When caught in the middle of a heated argument between people you know, your first instinct might be to stay out of it. But a paper published in the Journal of Experimental Social Psychology suggests that declaring neutrality comes with consequences. In three studies, participants were surveyed about hypothetical barroom scenarios: They were locked in a verbal dispute with someone else, and a close friend either backed them up or stayed out of it. Remaining neutral wasn't considered a problem if the friend who was stuck in the crossfire was said to be equally close to both people who were arguing. But if the friend was closer to one participant than to the other disputant, then a decision not to get involved was typically treated as a betrayal. Participants rated neutrality in that case nearly as offensive as taking the other person's side.
Stepping back from a friend's fight may be perceived as a dereliction of duty and can send a worrying message, according to Alex Shaw, a psychologist at the University of Chicago and one of the paper's authors. "If I don't take a close friend's side over an acquaintance, then to some extent, the friend is getting a signal that I think of them the way I think of an acquaintance," he says. If you must remain neutral, Shaw proposes hearing out both sides, explaining your stance, and playing the part of mediator. All are ways to communicate that you still have your friend's back.

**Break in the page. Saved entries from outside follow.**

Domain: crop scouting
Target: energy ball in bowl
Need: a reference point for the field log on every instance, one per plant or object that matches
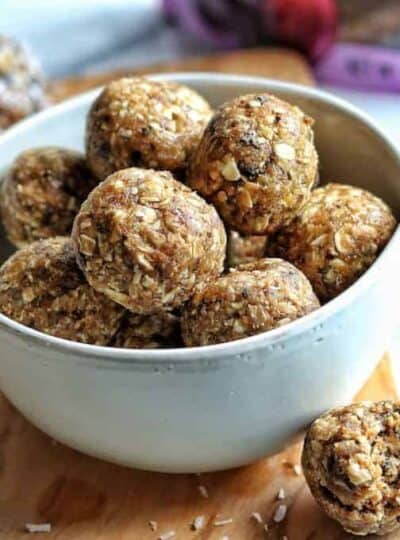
(138, 122)
(251, 299)
(42, 193)
(156, 331)
(42, 287)
(256, 163)
(351, 461)
(338, 235)
(21, 83)
(244, 249)
(146, 240)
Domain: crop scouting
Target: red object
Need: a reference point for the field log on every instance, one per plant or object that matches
(306, 24)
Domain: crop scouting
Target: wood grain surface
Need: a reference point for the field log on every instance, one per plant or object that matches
(280, 64)
(87, 499)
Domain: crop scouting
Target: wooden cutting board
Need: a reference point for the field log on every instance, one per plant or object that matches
(86, 499)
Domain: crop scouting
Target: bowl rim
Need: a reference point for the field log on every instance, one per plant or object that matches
(269, 339)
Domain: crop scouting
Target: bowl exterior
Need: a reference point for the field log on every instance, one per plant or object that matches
(200, 411)
(216, 414)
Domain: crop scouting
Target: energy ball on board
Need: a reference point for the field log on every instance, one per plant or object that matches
(244, 249)
(156, 331)
(251, 299)
(338, 235)
(21, 83)
(138, 122)
(42, 287)
(351, 461)
(256, 163)
(42, 193)
(146, 240)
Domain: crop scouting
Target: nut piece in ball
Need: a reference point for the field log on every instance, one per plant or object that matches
(244, 249)
(351, 461)
(138, 122)
(338, 235)
(42, 287)
(256, 163)
(251, 299)
(156, 331)
(21, 83)
(146, 240)
(42, 194)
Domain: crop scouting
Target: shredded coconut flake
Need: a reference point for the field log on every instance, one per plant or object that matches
(257, 517)
(38, 527)
(222, 522)
(198, 523)
(280, 513)
(167, 535)
(281, 494)
(203, 491)
(297, 469)
(153, 525)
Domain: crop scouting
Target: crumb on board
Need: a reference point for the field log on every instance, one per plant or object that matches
(203, 491)
(256, 516)
(153, 525)
(280, 513)
(281, 494)
(167, 535)
(198, 523)
(38, 527)
(222, 522)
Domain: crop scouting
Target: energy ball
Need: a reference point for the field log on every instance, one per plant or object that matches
(244, 249)
(42, 287)
(21, 83)
(351, 461)
(137, 122)
(256, 163)
(338, 235)
(42, 194)
(251, 299)
(156, 331)
(146, 240)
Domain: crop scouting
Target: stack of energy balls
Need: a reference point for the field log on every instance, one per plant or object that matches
(127, 246)
(184, 226)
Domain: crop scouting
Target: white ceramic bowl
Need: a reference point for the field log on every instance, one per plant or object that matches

Rabbi Dr. Abraham Twerski retells a story that in Brisk a bitter feud broke out between two groups of Jews. The Beis Halevi, Rabbi Yosef Dov Soloveitchik, appealed to an influential member of the community to intervene and help bring about peace. The man declined. When the Beis Halevi reminded the man how big a mitzvah it is to promote peace, the man responded that he felt that remaining neutral was an even bigger mitzvah. Upon hearing the man extol the virtues of neutrality, the Beis Halevi shared the following Torah thought: In Parshat Bo, The Torah describes the contrast that will exist during the tenth plague. Egyptian firstborn will die causing a great cry among the Egyptians, however Bnei Yisrael will experience none of this to the degree that (11:7) “no dog shall whet its tongue”. Why does the Torah tell us this detail regarding the dogs?
The Beis Halevi explained based on a statement of the Talmud in Baba Kamma 60b: “When the Angel of Death enters a community- the dogs cry. When Eliyahu Hanavi enters a community- the dogs are playful.” On the night of the tenth plague the dogs had a problem. Since it was the night of the Jews’ redemption Eliyahu Hanavi, the harbinger of redemption, was present. But that night the firstborn were killed, so the Angel of Death must have also been present. Since the dogs didn’t know whether to be playful or to cry, they chose to remain neutral and not do anything.
The Beis Halevi concluded that when there is an opportunity to intervene and bring about peace, remaining neutral is an option for dogs but not for intelligent human beings. While remaining neutral may at times be the easy thing to do, we should always remember the value of promoting peace and the importance of taking initiative. We should not be afraid nor reluctant to interject ourselves into a situation when we have something positive to contribute.